When water is unavailable, we must tap into other sources for emergency use. According to FEMA, there are sources in the home that you can access for emergency water.
Learning ways to get to these water sources would be a proactive approach to accessing hidden water. If there is any doubt that the water you are about to consume may be compromised, it’s better to be on the safe side and treat it through one of the three water treatment methods: chemically, through distillation or through a boiling method.
- Melted ice cubes
- Water drained from the water heater (if the water heater has not been damaged)
- Liquids from canned goods such as fruit or vegetable juices
- Water drained from pipes
- To use the water in your pipes, let air into the plumbing by turning on the faucet in your home at the highest level. A small amount of water will trickle out. Then obtain water from the lowest faucet in the home.
- To use the water in your hot-water tank, be sure the electricity or gas is off, and open the drain at the bottom of the tank. Start the water flowing by turning off the water intake valve at the tank and turning on the hot water faucet. Refill the tank before turning the gas or electricity back on.
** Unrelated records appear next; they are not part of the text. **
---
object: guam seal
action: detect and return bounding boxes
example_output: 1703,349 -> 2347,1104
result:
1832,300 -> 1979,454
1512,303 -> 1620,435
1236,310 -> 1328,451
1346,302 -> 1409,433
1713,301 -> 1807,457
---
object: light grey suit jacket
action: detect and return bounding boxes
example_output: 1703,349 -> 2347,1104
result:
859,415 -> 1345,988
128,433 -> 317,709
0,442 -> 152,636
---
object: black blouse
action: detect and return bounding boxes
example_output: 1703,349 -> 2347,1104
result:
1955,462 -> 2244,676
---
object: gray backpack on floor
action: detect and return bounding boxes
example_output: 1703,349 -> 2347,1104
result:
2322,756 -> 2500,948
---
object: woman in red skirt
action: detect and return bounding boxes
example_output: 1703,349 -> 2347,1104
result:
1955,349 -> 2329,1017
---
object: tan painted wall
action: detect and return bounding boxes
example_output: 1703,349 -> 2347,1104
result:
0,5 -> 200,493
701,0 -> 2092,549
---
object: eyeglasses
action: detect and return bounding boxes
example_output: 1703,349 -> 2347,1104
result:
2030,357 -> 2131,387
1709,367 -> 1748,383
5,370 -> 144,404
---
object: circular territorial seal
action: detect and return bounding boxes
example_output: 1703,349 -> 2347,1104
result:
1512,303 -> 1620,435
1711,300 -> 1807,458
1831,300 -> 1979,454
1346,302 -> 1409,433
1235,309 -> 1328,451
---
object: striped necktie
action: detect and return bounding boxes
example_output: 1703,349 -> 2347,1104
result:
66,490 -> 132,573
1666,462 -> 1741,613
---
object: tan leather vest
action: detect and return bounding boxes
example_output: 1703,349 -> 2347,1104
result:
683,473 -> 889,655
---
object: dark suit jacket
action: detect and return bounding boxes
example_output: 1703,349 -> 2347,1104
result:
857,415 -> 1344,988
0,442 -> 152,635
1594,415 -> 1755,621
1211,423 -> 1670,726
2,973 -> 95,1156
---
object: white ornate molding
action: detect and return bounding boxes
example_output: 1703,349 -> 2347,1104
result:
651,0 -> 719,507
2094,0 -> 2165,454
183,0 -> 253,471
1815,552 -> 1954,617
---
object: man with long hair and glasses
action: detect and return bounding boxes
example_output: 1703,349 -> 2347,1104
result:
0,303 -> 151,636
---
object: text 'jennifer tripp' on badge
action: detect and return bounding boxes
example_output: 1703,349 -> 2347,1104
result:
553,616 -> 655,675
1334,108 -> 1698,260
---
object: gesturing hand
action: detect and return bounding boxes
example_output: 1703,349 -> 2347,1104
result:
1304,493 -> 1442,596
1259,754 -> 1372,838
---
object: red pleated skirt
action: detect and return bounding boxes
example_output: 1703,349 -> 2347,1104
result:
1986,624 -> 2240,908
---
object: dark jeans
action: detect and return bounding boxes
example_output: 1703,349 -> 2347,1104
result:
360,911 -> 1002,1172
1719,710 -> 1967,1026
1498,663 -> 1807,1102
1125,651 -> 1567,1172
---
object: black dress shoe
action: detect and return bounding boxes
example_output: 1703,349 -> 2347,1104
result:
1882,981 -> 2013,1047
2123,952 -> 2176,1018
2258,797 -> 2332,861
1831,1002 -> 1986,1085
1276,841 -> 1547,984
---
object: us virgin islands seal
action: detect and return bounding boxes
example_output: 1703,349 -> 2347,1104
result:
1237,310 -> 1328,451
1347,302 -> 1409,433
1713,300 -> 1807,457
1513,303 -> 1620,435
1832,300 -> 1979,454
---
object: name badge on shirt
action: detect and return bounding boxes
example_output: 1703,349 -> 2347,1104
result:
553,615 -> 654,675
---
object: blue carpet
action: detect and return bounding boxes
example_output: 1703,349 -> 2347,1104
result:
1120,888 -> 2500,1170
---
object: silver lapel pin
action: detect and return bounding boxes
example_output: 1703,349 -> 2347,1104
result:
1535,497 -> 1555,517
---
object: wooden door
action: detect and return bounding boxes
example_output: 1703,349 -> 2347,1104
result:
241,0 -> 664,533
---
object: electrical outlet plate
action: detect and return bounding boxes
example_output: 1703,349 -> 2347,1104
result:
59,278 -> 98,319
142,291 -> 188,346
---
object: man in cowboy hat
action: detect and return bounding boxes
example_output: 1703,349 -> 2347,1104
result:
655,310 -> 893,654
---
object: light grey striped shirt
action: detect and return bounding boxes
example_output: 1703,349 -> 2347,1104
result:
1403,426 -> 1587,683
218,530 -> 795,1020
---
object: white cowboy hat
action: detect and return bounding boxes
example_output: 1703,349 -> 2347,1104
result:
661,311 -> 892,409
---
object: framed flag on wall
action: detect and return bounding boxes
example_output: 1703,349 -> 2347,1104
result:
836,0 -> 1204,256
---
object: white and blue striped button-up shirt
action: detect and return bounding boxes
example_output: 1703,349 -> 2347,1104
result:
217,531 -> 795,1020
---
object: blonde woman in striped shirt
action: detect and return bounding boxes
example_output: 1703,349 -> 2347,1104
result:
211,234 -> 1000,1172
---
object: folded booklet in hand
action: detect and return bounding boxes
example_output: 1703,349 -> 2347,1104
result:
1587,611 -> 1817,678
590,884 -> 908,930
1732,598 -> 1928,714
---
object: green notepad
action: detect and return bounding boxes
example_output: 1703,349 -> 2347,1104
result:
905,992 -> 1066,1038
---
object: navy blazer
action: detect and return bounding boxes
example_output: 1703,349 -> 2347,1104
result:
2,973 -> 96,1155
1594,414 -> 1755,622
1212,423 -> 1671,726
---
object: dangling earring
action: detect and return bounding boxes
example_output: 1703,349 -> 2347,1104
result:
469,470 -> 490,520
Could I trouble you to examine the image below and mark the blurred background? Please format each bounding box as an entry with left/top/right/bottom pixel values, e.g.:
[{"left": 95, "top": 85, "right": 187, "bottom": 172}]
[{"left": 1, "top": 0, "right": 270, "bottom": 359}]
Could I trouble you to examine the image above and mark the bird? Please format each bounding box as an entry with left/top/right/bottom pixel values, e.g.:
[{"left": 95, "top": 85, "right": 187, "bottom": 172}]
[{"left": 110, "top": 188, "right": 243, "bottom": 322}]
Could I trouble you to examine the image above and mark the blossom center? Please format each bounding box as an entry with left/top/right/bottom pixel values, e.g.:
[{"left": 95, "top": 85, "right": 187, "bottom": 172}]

If the gas is turned off, a professional will be needed to turn it back on.
- Hot water boilers (home heating system)
- Waterbeds (fungicides added to the water or chemicals in the vinyl may make water unsafe to use)
- Water from the toilet bowl or flush tank
- Swimming pools and spas (chemicals used to kill germs are too concentrated for safe drinking but can be used for personal hygiene, cleaning, and related uses)
Water is one of the most important items to have stored. We use water for everything: hydrating our bodies, cleaning our bodies, brushing our teeth, for cooking, cleaning the dishes, and cleaning wounds. Ensure that you have enough for these purposes.